Staff recruitment changes
S&T reviewed all areas of recruitment practice, including: advertising, language, unconscious bias, staff support, retention and BAME staff experience. (5.2) Consequently, a Recruitment Working Group was formed and a new action plan devised to promote diversity across all areas of recruitment – this is now policy across all six teams in Tate’s Learning department. (5.1) A new Terms of Reference document (5.6) and a Commitments Document were created establishing principles for positive action – now part of the induction pack for all Learning staff. Its first section states: ‘ ACT NOW We will employ more BAME, non-binary, queer, trans** and disabled artists’. (5.7)

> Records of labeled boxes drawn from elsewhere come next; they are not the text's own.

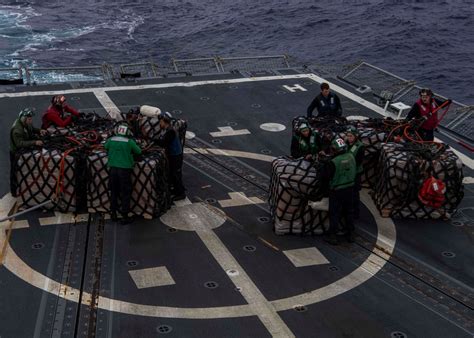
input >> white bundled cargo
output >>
[269,158,327,235]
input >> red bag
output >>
[418,176,446,209]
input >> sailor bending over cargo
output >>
[321,138,357,245]
[306,82,342,117]
[155,112,186,201]
[10,108,46,197]
[291,123,320,161]
[41,95,81,129]
[407,88,451,141]
[104,122,142,224]
[346,126,365,219]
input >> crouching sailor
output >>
[322,138,357,245]
[10,108,46,197]
[104,122,142,224]
[291,123,320,161]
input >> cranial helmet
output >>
[298,123,309,131]
[347,126,359,137]
[419,88,433,96]
[115,122,132,136]
[158,111,173,123]
[331,137,347,153]
[18,108,35,120]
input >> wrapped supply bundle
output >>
[374,143,464,219]
[269,158,327,235]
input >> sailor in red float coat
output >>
[41,95,80,129]
[407,89,443,141]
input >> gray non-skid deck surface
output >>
[0,78,474,337]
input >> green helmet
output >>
[298,123,309,131]
[346,126,359,137]
[331,137,347,153]
[114,121,132,136]
[18,108,35,119]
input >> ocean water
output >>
[0,0,474,104]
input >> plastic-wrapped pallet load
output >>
[269,157,327,235]
[87,150,171,218]
[140,116,187,147]
[374,143,464,219]
[17,149,76,212]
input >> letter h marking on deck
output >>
[283,83,308,93]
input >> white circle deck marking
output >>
[160,203,226,231]
[0,149,396,319]
[184,130,196,140]
[260,122,286,133]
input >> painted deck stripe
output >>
[93,89,122,120]
[197,229,294,337]
[218,191,265,208]
[0,74,311,98]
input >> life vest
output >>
[298,129,319,156]
[329,153,356,190]
[349,140,364,174]
[416,99,438,130]
[418,176,446,209]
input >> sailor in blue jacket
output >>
[156,112,186,201]
[306,82,342,117]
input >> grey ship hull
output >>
[0,62,474,337]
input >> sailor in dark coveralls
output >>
[10,108,46,197]
[306,82,342,117]
[104,122,142,224]
[155,112,186,201]
[322,138,357,245]
[346,127,365,219]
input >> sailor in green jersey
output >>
[104,122,142,224]
[10,108,47,197]
[346,126,365,219]
[322,137,357,245]
[291,123,320,161]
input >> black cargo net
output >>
[374,143,464,219]
[269,116,464,234]
[17,113,187,218]
[269,157,328,235]
[16,149,76,212]
[87,147,171,218]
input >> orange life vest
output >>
[418,176,446,209]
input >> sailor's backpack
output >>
[418,176,446,209]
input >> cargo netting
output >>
[17,109,187,218]
[269,116,463,234]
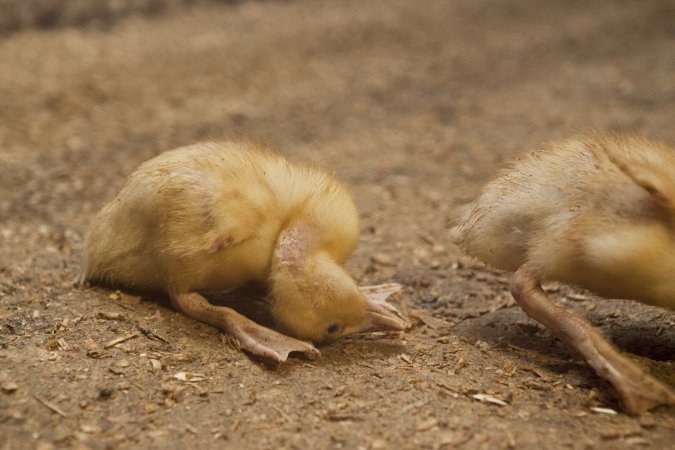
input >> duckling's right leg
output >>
[169,292,319,363]
[511,268,675,414]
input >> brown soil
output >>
[0,0,675,449]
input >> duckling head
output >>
[270,223,406,343]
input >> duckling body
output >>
[452,135,675,412]
[82,142,404,360]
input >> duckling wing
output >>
[160,169,264,257]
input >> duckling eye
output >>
[326,323,340,334]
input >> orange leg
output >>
[511,268,675,414]
[169,292,319,363]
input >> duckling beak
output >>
[358,283,408,333]
[359,302,408,333]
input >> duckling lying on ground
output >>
[81,142,406,362]
[452,134,675,413]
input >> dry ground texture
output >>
[0,0,675,449]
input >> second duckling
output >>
[452,134,675,413]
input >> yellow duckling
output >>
[80,142,406,362]
[452,134,675,413]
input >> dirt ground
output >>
[0,0,675,449]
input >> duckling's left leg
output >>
[511,268,675,414]
[169,292,319,363]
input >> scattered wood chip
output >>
[370,253,398,267]
[325,411,361,422]
[173,372,206,383]
[150,359,162,372]
[33,395,68,417]
[0,380,19,394]
[439,429,473,447]
[136,323,169,344]
[96,311,128,321]
[471,394,508,406]
[56,338,70,350]
[415,417,438,431]
[103,333,138,349]
[397,353,412,364]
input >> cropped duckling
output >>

Changes to recruitment for workshop artists
S&T ‘ totally changed the way that we recruit new artists into the programme’ (5.9), [taking] positive action to encourage applications from black, ethnic minority, and disabled applicants as these groups are currently underrepresented in the cultural sector.’ (5.2) Since 2016, working with HR, the diversity manager, and Tate’s BAME network, S&T have used a nomination process to recruit workshop artists, ‘ to better welcome, support and include BAME and disabled artists when at Tate.’ (5.2) Due to increased recruitment of BAME and disabled artists, 150,000 teachers and students (5.9) now work directly with, or receive resources created by, a more diverse range of practitioners. Curator Amy McKelvie says this has enriched the experience of hundreds of thousands of teacher/student-visitors, expanding ideas of what art is and who can be an artist. (5.9)
Reflecting on the impact of Offeh’s 2013 Summer School on Tate’s S&T’s policies, Turvey said: ‘ it really has transformed our team practice, from recruitment of staff, to how we programme, who we work with, how we can diversify what artists we share, which artists we work with … he did have a real impact.’ (5.1) In 2019 Offeh’s contribution to society was recognised with a £60,000 Paul Hamlyn Visual Arts Award. (5.9)
5. Sources to corroborate the impact
5.1 Interview transcript: Turvey, L. (2020) Interview with Leanne Turvey, Schools and Teachers Programme Curator, Tate. Interviewed by Z. Worth for Leeds Beckett University, 29 March.
5.2 Internal Report: Tate Learning Schools and Teachers Team (2018) Narrative of development of a re-focusing of the Schools and Teachers programme to foster a more inclusive invitation to people from BAME backgrounds, London: Tate Britain & Tate Modern.
5.3 Details of Study Day: Tate Learning (2015) Art and Language, London: Tate Britain, 20 March, [Study Day convened by Evan Ifekoya and Professor Uvanney Maylor].
5.4 Student Resources: Ifekoya, E. (2015) Learning Resources, ‘B is for Black’ and ‘O is for Ori’, Tate Britain, London: Tate.
5.5 Teachers’ Resource: Ifekoya, E. (2016) Learning Resources, ‘Key Words’, Tate Britain, London: Tate.
5.6 Internal document: Tate Learning, (2017) Terms of Reference, London: Tate Britain & Tate Modern.
5.7 Staff induction document: Tate Learning, (2017) Commitments, London: Tate Britain & Tate Modern.
5.8 Interview transcript: McKelvie, A. (2020) Interview with Amy McKelvie, Schools and Teachers Programme Curator, Tate. Interviewed by Z. Worth for Leeds Beckett University, 12 June.